The Pork belly single ribbed, rind-on, with softbone is taken from the back of the rib cage. It is streaked with fat and may also have ribs. The pork belly, with the rind cut into it, makes a hearty roast.
Its fat is an important flavour carrier. The belly is divided into the front (brisket), the middle and the back. In the USA it is known as Belly of Pork, in Bavaria as Wammerl.
Undoubtedly the fattiest piece of pork - the Pork belly single ribbed, rind-on, with softbone. And this is exactly where the taste is at home. We all know that fat is the number one flavour carrier, so it's no wonder that pork belly has such a strong flavour of its own.
Subdivision of the pork belly
Normally, a pork belly is divided into three parts: The upper third, which is also lower in fat, is called the ladder or rib. Since the bones are a little closer together here, there is very little but delicious meat in between.
Pork belly single ribbed, rind-on, with softbone, as we know it, is obtained from the front part of the lower two-thirds. The meat is clearly fattier and has a fat content of up to 30 %.
Its shape is almost uniformly rectangular and the meat has a long fibrous structure. The rear part is also called the belly flank. This is mainly used to produce sausages.
Quantity per person
We recommend one kilogram of pork belly for three to four people.
Herkunft und Haltung
Pigs are extremely intelligent and clean animals. Therefore, species-appropriate and caring rearing is the be-all and end-all for us.
A requirement that is also noticeable in the taste. If you compare pigs from factory farms, for example, one thing is immediately clear: due to the permanent stress, the meat is much firmer, loses a lot of water during roasting and has hardly any flavour of its own.
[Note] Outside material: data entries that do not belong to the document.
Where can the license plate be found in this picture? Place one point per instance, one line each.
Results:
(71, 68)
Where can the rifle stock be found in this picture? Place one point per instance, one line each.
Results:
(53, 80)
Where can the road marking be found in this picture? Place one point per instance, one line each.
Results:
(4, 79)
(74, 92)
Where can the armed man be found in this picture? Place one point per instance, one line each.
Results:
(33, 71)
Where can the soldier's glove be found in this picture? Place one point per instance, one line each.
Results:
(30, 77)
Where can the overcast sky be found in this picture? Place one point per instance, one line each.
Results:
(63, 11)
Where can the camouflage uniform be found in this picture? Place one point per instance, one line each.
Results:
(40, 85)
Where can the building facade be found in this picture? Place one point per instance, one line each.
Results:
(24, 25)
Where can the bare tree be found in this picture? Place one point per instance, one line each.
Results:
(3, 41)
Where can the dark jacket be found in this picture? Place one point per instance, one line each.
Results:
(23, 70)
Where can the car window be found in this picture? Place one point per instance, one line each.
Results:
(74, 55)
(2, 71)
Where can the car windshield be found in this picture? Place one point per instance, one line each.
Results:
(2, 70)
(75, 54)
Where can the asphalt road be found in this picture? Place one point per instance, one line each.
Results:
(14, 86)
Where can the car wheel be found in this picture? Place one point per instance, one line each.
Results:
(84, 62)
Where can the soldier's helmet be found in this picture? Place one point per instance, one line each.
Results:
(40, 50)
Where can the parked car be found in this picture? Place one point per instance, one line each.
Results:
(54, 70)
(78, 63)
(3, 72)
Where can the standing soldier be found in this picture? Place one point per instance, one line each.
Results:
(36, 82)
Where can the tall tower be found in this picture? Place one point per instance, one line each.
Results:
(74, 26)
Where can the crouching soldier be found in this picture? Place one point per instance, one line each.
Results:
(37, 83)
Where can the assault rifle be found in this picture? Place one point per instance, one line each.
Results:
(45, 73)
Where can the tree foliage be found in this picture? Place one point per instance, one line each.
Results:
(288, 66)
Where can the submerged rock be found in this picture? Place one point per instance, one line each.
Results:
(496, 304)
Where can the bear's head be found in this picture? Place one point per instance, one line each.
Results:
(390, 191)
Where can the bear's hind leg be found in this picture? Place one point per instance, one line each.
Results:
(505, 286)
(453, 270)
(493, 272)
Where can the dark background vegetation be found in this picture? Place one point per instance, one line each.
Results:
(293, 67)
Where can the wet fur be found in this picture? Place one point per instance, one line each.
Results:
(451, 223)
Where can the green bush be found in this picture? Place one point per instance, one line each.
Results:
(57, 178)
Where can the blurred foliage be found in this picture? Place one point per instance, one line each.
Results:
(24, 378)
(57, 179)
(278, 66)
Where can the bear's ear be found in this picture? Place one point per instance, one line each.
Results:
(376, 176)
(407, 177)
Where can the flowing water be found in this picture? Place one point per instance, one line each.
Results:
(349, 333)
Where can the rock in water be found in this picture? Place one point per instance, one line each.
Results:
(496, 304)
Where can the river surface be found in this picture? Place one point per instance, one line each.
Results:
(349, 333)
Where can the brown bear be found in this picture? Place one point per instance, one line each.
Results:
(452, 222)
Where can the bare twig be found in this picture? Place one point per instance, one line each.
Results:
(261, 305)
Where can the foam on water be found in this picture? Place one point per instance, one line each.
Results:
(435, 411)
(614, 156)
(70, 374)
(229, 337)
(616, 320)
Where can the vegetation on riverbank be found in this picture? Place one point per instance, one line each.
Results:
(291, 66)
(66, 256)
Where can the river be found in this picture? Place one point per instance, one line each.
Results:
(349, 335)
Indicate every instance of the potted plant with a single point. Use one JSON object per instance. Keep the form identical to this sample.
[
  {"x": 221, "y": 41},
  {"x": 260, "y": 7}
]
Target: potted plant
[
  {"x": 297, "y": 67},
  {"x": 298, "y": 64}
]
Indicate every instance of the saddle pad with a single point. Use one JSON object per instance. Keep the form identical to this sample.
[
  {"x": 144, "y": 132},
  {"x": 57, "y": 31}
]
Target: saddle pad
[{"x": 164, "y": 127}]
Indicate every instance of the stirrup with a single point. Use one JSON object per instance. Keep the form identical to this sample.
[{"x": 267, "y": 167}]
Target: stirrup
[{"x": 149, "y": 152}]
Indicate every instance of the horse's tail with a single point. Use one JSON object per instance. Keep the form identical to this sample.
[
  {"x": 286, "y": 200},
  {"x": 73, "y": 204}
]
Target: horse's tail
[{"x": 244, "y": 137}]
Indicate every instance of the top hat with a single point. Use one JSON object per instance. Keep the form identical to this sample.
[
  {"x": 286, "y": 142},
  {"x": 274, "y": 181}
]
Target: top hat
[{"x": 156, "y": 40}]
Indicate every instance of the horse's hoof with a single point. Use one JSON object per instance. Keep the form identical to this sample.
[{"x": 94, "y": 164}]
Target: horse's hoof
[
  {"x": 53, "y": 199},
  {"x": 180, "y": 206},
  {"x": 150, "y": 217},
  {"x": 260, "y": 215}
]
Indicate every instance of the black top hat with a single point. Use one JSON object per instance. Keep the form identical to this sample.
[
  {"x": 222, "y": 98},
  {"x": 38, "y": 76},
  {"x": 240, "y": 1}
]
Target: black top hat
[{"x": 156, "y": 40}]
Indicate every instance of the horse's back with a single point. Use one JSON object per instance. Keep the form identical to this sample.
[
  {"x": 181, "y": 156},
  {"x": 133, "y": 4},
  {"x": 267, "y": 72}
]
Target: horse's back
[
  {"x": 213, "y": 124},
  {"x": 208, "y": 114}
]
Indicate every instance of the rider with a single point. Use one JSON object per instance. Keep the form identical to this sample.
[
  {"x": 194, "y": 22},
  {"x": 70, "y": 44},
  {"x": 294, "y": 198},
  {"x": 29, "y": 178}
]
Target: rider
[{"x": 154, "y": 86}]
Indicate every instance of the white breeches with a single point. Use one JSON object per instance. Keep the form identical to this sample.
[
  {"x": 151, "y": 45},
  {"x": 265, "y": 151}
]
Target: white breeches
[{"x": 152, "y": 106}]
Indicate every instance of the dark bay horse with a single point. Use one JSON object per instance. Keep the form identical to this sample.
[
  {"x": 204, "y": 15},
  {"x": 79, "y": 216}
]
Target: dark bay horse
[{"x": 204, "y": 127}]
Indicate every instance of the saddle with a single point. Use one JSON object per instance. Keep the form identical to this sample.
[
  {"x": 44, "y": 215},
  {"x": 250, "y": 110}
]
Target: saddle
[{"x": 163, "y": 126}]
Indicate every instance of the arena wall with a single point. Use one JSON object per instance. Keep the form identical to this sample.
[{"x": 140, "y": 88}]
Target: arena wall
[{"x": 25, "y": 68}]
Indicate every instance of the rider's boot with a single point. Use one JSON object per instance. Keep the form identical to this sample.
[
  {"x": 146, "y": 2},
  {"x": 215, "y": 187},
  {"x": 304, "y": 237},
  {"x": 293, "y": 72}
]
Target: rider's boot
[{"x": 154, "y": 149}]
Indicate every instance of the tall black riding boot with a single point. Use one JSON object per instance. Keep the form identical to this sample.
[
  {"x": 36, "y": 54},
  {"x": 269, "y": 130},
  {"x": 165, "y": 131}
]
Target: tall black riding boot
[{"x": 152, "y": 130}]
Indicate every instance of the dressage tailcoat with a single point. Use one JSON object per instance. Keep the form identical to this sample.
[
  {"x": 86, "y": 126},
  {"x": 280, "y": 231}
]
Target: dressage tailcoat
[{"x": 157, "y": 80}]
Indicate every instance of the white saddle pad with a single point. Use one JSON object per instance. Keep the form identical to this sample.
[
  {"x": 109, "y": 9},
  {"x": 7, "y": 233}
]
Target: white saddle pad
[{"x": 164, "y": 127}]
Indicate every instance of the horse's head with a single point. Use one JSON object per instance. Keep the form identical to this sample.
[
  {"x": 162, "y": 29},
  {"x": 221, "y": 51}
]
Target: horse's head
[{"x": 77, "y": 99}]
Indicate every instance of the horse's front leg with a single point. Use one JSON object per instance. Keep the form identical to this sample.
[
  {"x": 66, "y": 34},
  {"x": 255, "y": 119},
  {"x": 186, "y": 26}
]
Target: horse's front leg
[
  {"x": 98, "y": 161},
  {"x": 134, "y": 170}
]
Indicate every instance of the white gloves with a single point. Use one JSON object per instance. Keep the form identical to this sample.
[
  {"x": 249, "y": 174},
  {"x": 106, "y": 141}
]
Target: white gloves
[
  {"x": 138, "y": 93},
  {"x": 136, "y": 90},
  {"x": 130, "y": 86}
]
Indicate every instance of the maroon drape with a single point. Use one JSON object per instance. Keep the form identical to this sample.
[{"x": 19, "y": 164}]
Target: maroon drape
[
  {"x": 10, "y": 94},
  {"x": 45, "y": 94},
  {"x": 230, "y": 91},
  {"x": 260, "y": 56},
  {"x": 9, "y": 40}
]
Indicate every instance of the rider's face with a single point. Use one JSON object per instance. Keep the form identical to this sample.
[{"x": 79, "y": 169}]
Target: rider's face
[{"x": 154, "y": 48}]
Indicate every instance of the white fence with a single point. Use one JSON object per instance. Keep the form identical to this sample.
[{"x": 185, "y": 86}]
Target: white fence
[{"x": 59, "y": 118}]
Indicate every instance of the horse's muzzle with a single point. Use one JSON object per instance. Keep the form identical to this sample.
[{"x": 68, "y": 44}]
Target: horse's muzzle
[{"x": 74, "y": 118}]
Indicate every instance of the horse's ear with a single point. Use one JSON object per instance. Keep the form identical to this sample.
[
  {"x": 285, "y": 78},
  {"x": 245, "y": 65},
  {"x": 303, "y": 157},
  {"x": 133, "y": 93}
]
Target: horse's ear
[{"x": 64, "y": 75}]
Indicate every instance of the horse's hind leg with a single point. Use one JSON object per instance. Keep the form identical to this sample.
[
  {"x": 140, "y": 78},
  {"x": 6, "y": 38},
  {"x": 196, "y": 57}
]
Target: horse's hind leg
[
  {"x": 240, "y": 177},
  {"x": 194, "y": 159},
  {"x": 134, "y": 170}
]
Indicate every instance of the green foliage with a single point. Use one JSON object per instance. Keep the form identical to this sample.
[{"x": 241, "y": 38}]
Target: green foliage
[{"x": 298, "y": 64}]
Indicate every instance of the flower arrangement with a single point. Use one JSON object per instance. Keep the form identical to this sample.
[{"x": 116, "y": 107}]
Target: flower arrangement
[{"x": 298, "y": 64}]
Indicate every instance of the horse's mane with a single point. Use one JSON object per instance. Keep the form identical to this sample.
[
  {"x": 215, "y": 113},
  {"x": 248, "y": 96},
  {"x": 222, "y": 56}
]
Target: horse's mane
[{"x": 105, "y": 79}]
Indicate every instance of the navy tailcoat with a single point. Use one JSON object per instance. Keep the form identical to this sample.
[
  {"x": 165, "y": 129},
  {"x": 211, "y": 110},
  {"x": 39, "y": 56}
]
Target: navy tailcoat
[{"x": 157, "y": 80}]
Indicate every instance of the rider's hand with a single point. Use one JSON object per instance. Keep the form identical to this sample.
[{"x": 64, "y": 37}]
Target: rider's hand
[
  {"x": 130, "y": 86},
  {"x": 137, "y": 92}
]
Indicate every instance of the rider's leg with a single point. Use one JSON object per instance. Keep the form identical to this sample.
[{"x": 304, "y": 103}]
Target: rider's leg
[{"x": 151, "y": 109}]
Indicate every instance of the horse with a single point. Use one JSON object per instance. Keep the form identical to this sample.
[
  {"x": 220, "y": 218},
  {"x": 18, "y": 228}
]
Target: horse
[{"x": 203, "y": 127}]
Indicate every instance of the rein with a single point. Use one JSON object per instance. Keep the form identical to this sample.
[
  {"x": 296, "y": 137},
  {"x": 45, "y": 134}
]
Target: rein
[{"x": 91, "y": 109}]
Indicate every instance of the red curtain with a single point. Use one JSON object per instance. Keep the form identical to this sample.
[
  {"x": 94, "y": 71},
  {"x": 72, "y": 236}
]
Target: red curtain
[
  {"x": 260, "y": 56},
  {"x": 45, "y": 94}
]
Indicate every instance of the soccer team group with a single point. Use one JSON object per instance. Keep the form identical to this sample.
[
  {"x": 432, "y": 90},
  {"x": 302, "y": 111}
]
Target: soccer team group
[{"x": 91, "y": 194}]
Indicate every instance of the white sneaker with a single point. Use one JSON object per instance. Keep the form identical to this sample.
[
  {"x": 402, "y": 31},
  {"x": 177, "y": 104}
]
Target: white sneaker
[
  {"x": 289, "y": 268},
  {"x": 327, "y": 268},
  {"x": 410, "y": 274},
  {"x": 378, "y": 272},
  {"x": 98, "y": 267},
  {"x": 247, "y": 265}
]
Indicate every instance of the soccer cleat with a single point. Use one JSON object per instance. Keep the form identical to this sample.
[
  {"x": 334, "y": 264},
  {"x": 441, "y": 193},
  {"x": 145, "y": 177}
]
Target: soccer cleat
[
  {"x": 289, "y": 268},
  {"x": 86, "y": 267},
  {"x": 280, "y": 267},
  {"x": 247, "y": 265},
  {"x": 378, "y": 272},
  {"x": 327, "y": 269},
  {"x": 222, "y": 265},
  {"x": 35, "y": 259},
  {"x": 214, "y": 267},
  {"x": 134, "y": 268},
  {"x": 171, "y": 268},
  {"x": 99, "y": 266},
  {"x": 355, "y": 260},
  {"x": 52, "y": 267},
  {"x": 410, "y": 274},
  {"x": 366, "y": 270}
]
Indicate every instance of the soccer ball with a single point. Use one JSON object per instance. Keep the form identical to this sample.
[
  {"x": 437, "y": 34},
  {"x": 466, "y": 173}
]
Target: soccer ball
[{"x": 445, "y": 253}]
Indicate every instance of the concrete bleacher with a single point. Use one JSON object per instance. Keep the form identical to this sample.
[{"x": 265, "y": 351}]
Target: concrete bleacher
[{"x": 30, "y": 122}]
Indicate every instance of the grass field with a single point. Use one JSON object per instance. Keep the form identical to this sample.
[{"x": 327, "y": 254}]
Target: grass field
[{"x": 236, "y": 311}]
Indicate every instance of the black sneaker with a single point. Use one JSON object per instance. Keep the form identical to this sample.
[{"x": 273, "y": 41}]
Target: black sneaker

For us at Fitmeat, this kind of rearing is out of the question for many reasons. We fight for animal welfare and the appreciation of meat products and strictly distance ourselves from immoral factory farming.
After the careful and stress-free individual slaughter of the pigs, our butchers leave the straw pigs to mature on the bone for a few days. The result is juicy and tender pieces of pork with a wonderful aroma.
Details to the article ”Pork belly single ribbed, rind-on, with softbone”
|Noble pig/landrace x Pietrain
|Farm-grown vegetable feeds such as barley, wheat, rape, beans, peas and maize. Non-GMO donauja from regional cultivation serves as a source of protein, as well as minerals and vitamins.
|Shelf life at 0-4°C
|Shelf life at -18°C
|Prepare and consume immediately after opening. Kitchen hygiene is important: Keep the cold chain. Store separately from other products. Work cleanly. Heat through before consumption.
|Storage advice (Fresh)
|Store refrigerated at 0 °C to +4 °C.
|Storage advice (deep-frozen)
|*** compartment (-18 °C): best before: see label - ** compartment: 2 weeks - * compartment or ice cube compartment: 1-3 days - Do not refreeze after defrosting.